Links: Life’s terror and beauty. Also, the need to build more and faster

* Life is so terrible and beautiful at the same time.

* “The Age 30 Crisis and Seasons of a Man’s Life.” Linked more to the first link than may be apparent at first glance.

* “America’s Long, Tortured Journey to Build EV Batteries.” (Bloomberg, $).

* “Conservatism as an Oppositional Culture?”

* “To speed scientific progress, do away with funding delays.”

* “Brits are less productive because it is too hard to build stuff.” Being able to build things is good, and not being able to is bad. Similarly—both guys are even named Sam!—”Why is Britain poor, especially compared to France?” Answer: a vetocracy even worse than the one that exists in much of the U.S. In the meantime, Finland has substantially ameliorated its homelessness challenges by building a lot of housing.
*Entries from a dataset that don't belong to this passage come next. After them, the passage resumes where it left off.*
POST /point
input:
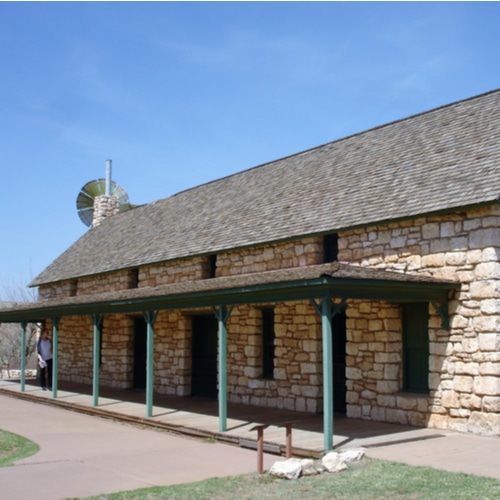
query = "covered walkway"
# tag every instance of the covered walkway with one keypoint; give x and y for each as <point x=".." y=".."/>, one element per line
<point x="199" y="417"/>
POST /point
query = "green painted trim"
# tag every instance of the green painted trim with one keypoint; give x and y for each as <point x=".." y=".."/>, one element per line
<point x="317" y="288"/>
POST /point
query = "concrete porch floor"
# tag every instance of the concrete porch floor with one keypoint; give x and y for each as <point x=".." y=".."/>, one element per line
<point x="199" y="417"/>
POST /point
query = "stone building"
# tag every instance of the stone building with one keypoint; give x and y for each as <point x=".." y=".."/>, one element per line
<point x="361" y="276"/>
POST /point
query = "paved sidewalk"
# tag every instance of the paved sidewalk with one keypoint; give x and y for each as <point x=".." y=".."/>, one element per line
<point x="82" y="456"/>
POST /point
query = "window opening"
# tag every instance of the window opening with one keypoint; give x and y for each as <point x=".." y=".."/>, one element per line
<point x="330" y="247"/>
<point x="416" y="347"/>
<point x="268" y="343"/>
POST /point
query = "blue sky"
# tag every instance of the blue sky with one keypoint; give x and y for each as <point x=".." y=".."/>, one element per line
<point x="178" y="94"/>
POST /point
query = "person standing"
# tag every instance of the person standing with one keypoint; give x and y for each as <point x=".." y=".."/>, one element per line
<point x="44" y="349"/>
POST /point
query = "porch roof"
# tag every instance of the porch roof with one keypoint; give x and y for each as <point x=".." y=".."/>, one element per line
<point x="334" y="280"/>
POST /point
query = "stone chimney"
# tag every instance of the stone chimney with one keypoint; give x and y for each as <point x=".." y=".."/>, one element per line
<point x="105" y="205"/>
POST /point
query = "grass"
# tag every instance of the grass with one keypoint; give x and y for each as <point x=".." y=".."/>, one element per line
<point x="14" y="447"/>
<point x="368" y="479"/>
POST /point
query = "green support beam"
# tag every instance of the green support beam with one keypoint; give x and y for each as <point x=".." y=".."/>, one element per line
<point x="327" y="310"/>
<point x="150" y="317"/>
<point x="55" y="355"/>
<point x="222" y="314"/>
<point x="97" y="321"/>
<point x="23" y="355"/>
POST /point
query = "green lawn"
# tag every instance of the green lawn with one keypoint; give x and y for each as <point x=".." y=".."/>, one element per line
<point x="14" y="447"/>
<point x="368" y="479"/>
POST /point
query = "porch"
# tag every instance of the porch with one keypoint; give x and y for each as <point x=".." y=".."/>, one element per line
<point x="198" y="417"/>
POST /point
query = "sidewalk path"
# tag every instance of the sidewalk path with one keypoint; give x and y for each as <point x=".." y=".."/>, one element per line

It’s frustrating to watch easily solvable problems, with current and even quite old technologies, go unsolved. In fields like computer science, the easy problems get solved, because of, among other things, the lack of veto points.

* “$7,200 for Every Student: Arizona’s Ultimate Experiment in School Choice.” It’s possible many public school personnel have overplayed their hands.

* Making mechanical keyboards in China. I’m fond—overly fond, to the point of wasteful pointlessness—of mechanical keyboards, and am now using a Kinesis Advantage keyboard as modded by Upgrade Keyboards. If you’re susceptible to keyboard gear-acquisition syndrome (GAS), don’t visit Upgrade Keyboards.

* “The Coming Apart Case for Less Entitlements.”

* Arts & Entertainments by Christopher Beha. A fun book, and a light one (deceptively light, maybe) of the sort I wish there were more of.